The 1975 Long Beach Grand Prix was the inaugural running of the Grand Prix of Long Beach. The race was held September 28, 1975, on a 2.020 mi temporary street circuit. It was race 7 of the 1975 SCCA/USAC Formula 5000 Championship. An estimated 65,000 spectators saw Englishman Brian Redman win the race from Australian Vern Schuppan, with Canadian driver Eppie Wietzes finishing third.

==Background==
In 1974 the city of Long Beach began a billion-dollar redevelopment program of the downtown area. Chris Pook, a British travel agent working in Long Beach, proposed holding a street course race in the vein of the Monaco Grand Prix.

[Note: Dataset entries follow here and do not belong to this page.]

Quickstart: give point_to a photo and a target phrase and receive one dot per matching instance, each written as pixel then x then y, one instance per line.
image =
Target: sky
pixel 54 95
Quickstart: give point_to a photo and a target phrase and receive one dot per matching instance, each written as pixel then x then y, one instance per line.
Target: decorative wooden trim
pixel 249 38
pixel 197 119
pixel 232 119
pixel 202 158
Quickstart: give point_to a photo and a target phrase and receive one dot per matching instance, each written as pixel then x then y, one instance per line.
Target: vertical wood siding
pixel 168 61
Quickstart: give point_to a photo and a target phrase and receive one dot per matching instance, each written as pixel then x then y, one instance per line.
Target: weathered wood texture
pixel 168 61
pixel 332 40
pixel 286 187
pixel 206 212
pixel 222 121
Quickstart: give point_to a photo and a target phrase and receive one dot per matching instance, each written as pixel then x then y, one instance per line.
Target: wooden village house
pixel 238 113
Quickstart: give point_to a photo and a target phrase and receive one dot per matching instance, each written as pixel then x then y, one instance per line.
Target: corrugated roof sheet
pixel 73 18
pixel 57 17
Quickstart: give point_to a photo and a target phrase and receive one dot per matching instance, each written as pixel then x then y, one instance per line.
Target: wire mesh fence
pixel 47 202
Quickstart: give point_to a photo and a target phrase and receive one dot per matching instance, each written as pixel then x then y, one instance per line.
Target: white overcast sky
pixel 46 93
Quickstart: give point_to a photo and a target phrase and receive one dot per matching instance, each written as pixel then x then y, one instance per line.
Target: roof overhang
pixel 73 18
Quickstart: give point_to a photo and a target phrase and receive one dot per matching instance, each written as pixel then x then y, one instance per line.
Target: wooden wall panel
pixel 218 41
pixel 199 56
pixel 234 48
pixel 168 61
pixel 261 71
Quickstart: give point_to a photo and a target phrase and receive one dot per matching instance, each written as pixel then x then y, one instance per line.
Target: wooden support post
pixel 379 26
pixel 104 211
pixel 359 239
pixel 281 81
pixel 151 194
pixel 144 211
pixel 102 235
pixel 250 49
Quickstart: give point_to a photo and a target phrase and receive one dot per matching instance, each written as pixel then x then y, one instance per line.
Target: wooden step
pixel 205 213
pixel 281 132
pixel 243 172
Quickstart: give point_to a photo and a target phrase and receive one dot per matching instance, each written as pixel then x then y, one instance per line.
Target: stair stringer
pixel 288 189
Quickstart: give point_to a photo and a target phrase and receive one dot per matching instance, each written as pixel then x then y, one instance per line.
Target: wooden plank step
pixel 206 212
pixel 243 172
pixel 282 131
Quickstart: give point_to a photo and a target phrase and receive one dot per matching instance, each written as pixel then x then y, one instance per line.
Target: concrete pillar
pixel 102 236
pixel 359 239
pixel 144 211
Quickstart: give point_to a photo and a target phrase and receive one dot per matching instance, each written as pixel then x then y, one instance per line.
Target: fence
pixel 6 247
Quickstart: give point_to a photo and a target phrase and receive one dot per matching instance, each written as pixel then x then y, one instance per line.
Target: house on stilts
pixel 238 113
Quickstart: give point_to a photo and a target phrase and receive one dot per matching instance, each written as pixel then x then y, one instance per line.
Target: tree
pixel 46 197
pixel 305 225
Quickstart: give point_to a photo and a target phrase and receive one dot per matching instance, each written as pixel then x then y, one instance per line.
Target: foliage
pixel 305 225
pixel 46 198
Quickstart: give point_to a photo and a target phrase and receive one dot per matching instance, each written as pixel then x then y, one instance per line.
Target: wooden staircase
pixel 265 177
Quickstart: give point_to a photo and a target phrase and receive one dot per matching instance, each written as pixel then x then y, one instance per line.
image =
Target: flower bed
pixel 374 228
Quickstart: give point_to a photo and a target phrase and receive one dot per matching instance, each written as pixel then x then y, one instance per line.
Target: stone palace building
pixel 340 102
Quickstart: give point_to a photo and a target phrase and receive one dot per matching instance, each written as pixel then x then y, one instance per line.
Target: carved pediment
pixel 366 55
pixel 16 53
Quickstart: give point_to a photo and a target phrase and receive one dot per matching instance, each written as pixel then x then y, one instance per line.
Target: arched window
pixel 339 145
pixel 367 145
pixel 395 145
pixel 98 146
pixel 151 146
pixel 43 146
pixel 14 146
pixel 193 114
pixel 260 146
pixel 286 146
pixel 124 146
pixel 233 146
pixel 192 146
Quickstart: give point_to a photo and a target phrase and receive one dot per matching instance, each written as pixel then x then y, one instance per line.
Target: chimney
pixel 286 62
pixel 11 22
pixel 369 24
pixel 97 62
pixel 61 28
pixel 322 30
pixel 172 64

In order to prepare for a Formula One race the following year, the organizers decided to hold a Formula 5000 race in Long Beach.

==Qualifying==
Qualifying times were set in two sessions on Saturday. Seeded drivers had one 45-minute session and one 1 hour, 15 minute session, while non-seeded drivers had two 45-minute sessions. Starting positions were set by two heat races, with the finishers from Heat 1 starting in odd positions and Heat 2 in even positions.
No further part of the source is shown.